Since I have a contract with the builder that includes excavation of the basement, I was a little taken aback by the excavator’s request for payment from me. Then he says he wants me to leave the cheque blank. “Blank!” I say incredulously. “I’m not giving you a blank cheque!”. He meant just to leave the payee line blank. He explained he didn’t want to deposit it into his bank account and he would put his wife’s name on the cheque, whom I’m sure he told me he had divorced some time ago. I was concerned about his motivation for doing this and people who know me would know why I was concerned, but I was baffled by it all and felt powerless to say no.

Instead, we had a chat and he explained that the builder owes him money from previous work and he wants to get paid this time. I’m all on board for being paid for work done, so I called the builder to tell him I’d be giving the excavator a cheque today and that it would come off the cost of the contract with him. I didn’t really care how the excavator dealt with his money, as long as I had proof of payment.

The builder was annoyed, and explained that the excavator wanted the cheque today because he’d go off to MoneyMart and cash it immediately. How awful. It’s unfortunate, but if that’s the way he wants to do it, then that’s his business. Anyway, it was Saturday and the builder was out with his family, but he stopped in and gave a cheque to the excavator. I was happy the excavator got paid, sad that he’d give MoneyMart part of his hard-earned cash, mad that I’d been used by the excavator to force the builder’s hand for payment, and annoyed with the builder because he made it seem like such a big deal that he had to stop in on a Saturday for five minutes when I had been dealing with the ding dong excavator all day. Distasteful all around .

Then the excavator had vehicle trouble that ate up the rest of the morning and a good part of the afternoon, and ding dong on the doorbell to advise of that. Later in the afternoon he returned with a ding dong on the doorbell, to say excavation would resume with just himself digging, loading the dirt into a truck, and then driving the truck to unload the dirt. Very slow process.

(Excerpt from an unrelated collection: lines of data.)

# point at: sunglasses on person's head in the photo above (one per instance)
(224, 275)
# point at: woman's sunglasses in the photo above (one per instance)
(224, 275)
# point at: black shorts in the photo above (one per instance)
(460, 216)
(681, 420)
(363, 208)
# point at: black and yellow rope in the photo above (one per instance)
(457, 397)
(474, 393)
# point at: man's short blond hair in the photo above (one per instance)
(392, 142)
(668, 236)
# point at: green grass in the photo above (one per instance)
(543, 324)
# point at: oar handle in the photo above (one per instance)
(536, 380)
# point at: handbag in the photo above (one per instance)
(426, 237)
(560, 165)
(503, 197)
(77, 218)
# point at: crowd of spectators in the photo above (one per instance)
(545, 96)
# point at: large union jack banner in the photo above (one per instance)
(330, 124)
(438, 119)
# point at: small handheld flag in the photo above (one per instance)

Then, I went out and when I got back at about 5pm I saw the excavator’s half ton being towed away, the Bobcat parked in my driveway, and nobody returned for the rest of the day.

Sunday morning at 7am, ding dong on the doorbell, would I move my car from out front. The excavator had arrived by himself again to finish the job. He’d be done by noon he said. He was earnest. At 7pm, after a brief but heavy rainshower that turned the clay in the excavated hole into a slippery mess, ding dong on the doorbell, he wouldn’t be done today. But since he had slipped on the messy clay when he went in to check on how slippery it was and got himself covered in mud, could he use my garden hose to wash up.

And there I was, handing paper towel to the excavator at the end of another long day of comedy with the promise that it will all resume again tomorrow morning at 7am with a ding dong at the doorbell.

5 feet down and the wall looks ok. Whew!
Bobcat parked for the day. My son in the background playing barefoot in the wet clay.